Por Pablo Herreros.
En la naturaleza no impera la “Ley de la selva” o solo sobreviven los más fuertes, como muchas veces hemos escuchado. Los documentales y libros se han centrado en los aspectos negativos del comportamiento de los animales, pero han obviado otras conductas y hábitos fundamentales para el éxito de algunas especies sociales, como por ejemplo el altruismo.
Las manadas de elefantes esperan a los heridos y adaptan su ritmo, o tratan de levantarlos cuando desfallecen. Los chimpancés cuidan de sus crías con más esmero cuando tienen síndrome de Down, y los bonobos comparten la comida con los extraños que aparecen de repente. Hasta los murciélagos, al regresar a la cueva, traspasan comida a otros murciélagos que no tuvieron suerte cazando.
Pero nuestra especie es la que más simpatiza. En la Prehistoria se compartía la carne entre la banda aunque no hubieras participado en la caza. Todos los adultos eran responsables de los niños y niñas, ya que una mujer sola en aquella época no podía cuidar y alimentar a varias crías a la vez. También había ancianos sin dentadura que seguían viviendo, lo que significa que otros masticaban la comida por ellos.
Hemos cuidado de los más débiles desde tiempos inmemoriales. Por ejemplo, gracias al descubrimiento del cráneo de Benjamín o Benjamina, una cría de homínido que vivió en Atapuerca hace medio millón de años y que es ancestro nuestro, hemos podido saber que nació con una enfermedad que acelera la fisura de los huesos del cráneo mientras el cerebro sigue creciendo y deja inmovilizada a la persona. En la actualidad se opera al poco de nacer para evitarlo. Sorprendentemente, en aquella época Benjamín llegó vivo hasta la edad de diez años, lo que significa que se preocupaban por él: le transportaban en sus brazos y le traían comida.
En el mismo lugar, se halló también una pelvis y unas vértebras de un anciano con problemas de espalda desde muy joven, lo que le impedía cazar o desplazarse con los demás, algo fundamental siendo nómadas. Este hombre no podía moverse, pero recibía ayuda de otros. Si comía carne era porque otros se la daban y si se desplazaba era porque otros le llevaban en brazos. Es decir, solo el altruismo y la solidaridad del grupo pudieron mantenerlo con vida hasta esa edad.
En estudios actuales, los niños, al poco de nacer, ya ayudan de manera espontánea a personas desconocidas que se encuentran en dificultades, sin recibir recompensa ni orden alguna. De hecho, los humanos nacemos preparados para entender cuándo alguien tiene problemas y sentir empatía hacia los que nos rodean.
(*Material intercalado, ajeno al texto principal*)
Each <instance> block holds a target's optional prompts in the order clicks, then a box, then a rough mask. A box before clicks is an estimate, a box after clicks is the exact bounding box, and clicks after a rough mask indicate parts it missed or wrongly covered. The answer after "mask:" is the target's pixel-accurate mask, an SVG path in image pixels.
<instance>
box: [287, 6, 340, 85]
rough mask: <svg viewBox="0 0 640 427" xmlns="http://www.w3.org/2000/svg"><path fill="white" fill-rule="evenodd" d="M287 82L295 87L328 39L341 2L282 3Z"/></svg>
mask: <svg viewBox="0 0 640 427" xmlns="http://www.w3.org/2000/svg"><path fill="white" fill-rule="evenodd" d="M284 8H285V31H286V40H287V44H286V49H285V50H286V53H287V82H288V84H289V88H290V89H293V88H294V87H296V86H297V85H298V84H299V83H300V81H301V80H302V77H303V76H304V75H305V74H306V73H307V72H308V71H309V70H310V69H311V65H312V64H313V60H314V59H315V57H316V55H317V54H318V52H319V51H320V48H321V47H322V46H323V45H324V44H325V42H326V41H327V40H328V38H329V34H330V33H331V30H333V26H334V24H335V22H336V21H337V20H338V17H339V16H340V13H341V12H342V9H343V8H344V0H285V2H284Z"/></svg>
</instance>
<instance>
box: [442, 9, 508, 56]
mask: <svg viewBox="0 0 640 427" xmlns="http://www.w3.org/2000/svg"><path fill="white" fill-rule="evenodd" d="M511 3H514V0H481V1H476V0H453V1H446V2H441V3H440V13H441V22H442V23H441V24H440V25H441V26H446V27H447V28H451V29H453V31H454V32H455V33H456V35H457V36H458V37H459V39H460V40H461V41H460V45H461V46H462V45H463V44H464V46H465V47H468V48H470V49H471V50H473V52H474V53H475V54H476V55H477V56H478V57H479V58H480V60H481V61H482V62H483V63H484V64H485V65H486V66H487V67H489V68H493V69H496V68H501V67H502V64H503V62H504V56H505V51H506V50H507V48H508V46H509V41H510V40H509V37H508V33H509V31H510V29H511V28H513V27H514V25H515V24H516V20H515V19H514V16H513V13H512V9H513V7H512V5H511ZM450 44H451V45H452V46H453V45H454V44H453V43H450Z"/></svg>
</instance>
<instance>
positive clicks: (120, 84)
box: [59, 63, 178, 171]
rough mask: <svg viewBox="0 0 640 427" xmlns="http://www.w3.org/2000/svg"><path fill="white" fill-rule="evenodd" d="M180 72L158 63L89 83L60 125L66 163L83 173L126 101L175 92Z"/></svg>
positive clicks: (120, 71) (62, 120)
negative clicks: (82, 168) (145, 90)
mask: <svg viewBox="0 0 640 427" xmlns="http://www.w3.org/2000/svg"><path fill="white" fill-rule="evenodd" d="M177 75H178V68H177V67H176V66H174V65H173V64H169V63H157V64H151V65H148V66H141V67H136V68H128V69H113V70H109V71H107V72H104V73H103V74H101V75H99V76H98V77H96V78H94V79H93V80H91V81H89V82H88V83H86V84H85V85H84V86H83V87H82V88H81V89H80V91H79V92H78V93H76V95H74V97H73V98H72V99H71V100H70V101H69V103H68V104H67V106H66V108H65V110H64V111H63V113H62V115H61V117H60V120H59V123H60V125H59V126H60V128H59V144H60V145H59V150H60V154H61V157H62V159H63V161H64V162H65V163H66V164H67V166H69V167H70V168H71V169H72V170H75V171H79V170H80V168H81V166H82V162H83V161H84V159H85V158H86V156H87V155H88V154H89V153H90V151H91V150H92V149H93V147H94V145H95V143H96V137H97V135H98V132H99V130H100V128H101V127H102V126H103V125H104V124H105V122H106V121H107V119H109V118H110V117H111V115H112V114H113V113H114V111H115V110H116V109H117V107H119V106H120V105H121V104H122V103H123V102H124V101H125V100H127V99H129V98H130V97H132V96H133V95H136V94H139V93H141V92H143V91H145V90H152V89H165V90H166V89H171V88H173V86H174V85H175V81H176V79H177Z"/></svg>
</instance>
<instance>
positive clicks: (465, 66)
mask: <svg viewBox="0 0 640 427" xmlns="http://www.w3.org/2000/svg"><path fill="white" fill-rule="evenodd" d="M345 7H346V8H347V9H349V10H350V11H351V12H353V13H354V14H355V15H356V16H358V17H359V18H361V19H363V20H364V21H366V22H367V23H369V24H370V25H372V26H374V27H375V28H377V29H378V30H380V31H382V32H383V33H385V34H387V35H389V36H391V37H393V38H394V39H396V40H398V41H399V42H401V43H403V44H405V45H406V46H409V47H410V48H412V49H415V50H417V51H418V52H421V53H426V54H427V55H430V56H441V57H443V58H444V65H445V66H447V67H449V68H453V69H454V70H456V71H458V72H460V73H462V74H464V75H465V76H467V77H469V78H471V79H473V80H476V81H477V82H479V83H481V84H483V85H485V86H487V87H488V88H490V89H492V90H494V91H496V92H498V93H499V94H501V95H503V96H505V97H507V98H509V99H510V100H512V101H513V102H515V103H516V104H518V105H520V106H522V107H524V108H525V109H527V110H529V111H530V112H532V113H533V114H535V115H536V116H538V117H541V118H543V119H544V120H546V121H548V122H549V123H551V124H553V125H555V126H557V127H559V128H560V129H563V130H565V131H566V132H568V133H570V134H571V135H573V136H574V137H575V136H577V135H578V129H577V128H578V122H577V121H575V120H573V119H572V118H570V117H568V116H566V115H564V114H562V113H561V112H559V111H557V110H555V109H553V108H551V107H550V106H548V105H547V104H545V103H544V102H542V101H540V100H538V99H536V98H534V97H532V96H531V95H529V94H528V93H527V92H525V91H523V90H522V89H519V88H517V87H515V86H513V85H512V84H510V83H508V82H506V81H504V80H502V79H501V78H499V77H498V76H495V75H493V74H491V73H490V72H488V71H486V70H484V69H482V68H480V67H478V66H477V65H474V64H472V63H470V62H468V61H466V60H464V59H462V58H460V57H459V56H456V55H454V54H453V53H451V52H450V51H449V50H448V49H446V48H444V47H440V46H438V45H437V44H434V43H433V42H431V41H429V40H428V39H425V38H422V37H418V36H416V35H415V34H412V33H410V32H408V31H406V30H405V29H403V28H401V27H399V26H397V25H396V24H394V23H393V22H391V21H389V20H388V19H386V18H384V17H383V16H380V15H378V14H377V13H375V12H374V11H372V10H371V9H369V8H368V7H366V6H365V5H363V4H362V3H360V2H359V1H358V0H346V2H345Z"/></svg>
Se trata de algo innato, aunque luego la cultura y la educación también influyen mucho. Además, cuando te ayudan, más ganas te entran de ayudar a otros. Es como una espiral positiva a la que te enganchas, y todos comienzan a comportarse más amablemente.
Cooperar es gratificante. Por eso las personas que participan en asociaciones, acciones de la Iglesia u otras organizaciones sin ánimo de lucro se sienten más felices, según todas las investigaciones. Echar una mano nos hace sentir bien y hace que merezca la pena seguir viviendo en sociedad. Practícalo tú también, ¡ya que el altruismo genera más altruismo!
La verdad es que la maldad solo es practicada por una minoría. No saldrá en las noticias, pero a todos alguna vez nos ha ayudado un desconocido desinteresadamente, ya sea en la calle, en la carretera o aquel día que te olvidaste las llaves en casa. Porque si los costes de vivir en grupo fueran mayores que los beneficios ya hubiéramos desaparecido como especie hace mucho tiempo, o viviríamos en solitario como los tigres. ¡Pero no, aquí seguimos juntos después de cientos de miles de años! Así que siéntete orgulloso, porque descendemos de unos humanos que encontraron en la bondad y la generosidad la clave para su supervivencia.